Ce clan, actif en région parisienne, s’est spécialisé dans les vols et escroqueries, visant principalement des touristes étrangers et opérés par les enfants de la famille, tous âgés de moins de 13 ans – et donc pénalement irresponsables -, et par de jeunes adultes. 

Mode opératoire rodé 

Grâce à des témoignages et à la vidéosurveillance, les enquêteurs ont identifié les lieux de prédilection, les cibles et la façon d’agir des jeunes pickpockets. Les enfants étaient ainsi conduits par groupes de six à neuf, à l’aéroport Charles-de-Gaulle, à Disneyland Paris – notamment en soirée pendant la parade – ou sur les quais de la gare du train de banlieue desservant le célèbre parc d’attraction de la banlieue parisienne.

L’une des filles désignait les victimes surnommées « Dubaï », « Chinois » ou « Japonais », puis une autre « se dissimulait avec un sac et fouillait » les affaires du touriste pendant que les autres montaient la garde. Les enfants rentraient ensuite à Paris où le fruit de leurs vols, en moyenne 25.000 euros par jour, était confisqué par les hommes du clan, selon l’ordonnance de renvoi que l’AFP a pu consulter.

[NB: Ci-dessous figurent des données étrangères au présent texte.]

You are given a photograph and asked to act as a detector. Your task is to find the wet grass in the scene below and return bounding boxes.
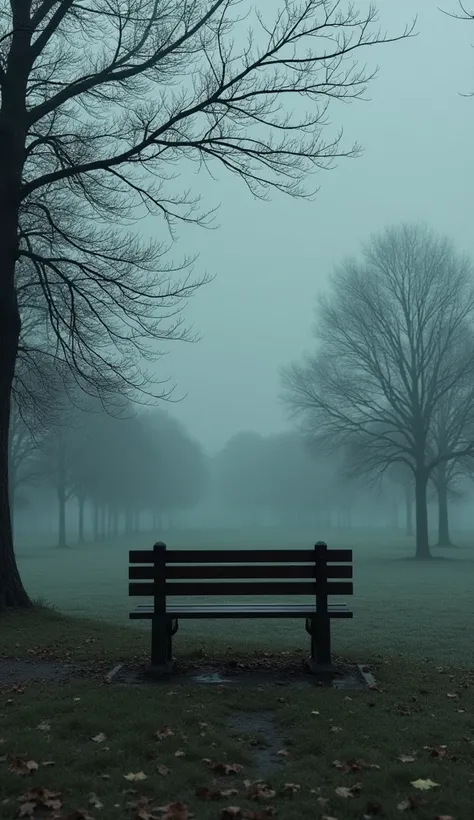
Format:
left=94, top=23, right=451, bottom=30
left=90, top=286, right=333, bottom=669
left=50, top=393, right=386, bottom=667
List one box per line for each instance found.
left=12, top=531, right=474, bottom=666
left=0, top=610, right=474, bottom=820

L’enquête a démontré que les généraux du réseau fréquentaient assidûment des casinos, des hôtels et de grands restaurants. Ils étaient également propriétaires de nombreux véhicules de luxe et de bijoux. 

 « Petits soldats aux ordres » 

A côté de ce « train de vie dispendieux », selon les enquêteurs, les jeunes pickpockets « vivent dans des conditions difficiles », rappelle à l’AFP Olivier Peyroux, sociologue, spécialiste de la traite des êtres humains et de l’exploitation des mineurs.

« Elles passent d’hôtel en hôtel et il faut absolument qu’elles fassent une somme par jour, sous peine de recevoir des coups ou des brûlures de cigarettes », ajoute-t-il. 
Plusieurs d’entre elles ont aussi raconté des agressions sexuelles.

Au cours de leurs auditions, les prévenus – dont l’un est décédé avant l’ouverture du procès – ont nié les faits, indiquant vivre de la vente de voitures pour Roberto Hamidovic ou de vols, mais toujours pour leur propre compte.

« Ma cliente reconnaît certains faits qui lui sont reprochés, notamment une partie du vol et le blanchiment. Mais elle conteste totalement avoir forcé des enfants à voler et les faits de violences », a déclaré à l’AFP l’avocat de Lejla Hamidovic, Simon Clemenceau.

« Il va y avoir un procès mais les victimes, elles, ne seront pas vraiment reconnues comme telles », déplore Olivier Peyroux.

« Ces filles vont continuer à être traitées comme des voleuses. Pourtant, ce ne sont que des petits soldats qui sont aux ordres. Ce n’est pas de la délinquance, c’est vraiment de la traite d’êtres humains » poursuit le sociologue.

Le procès doit se tenir jusqu’au 23 septembre.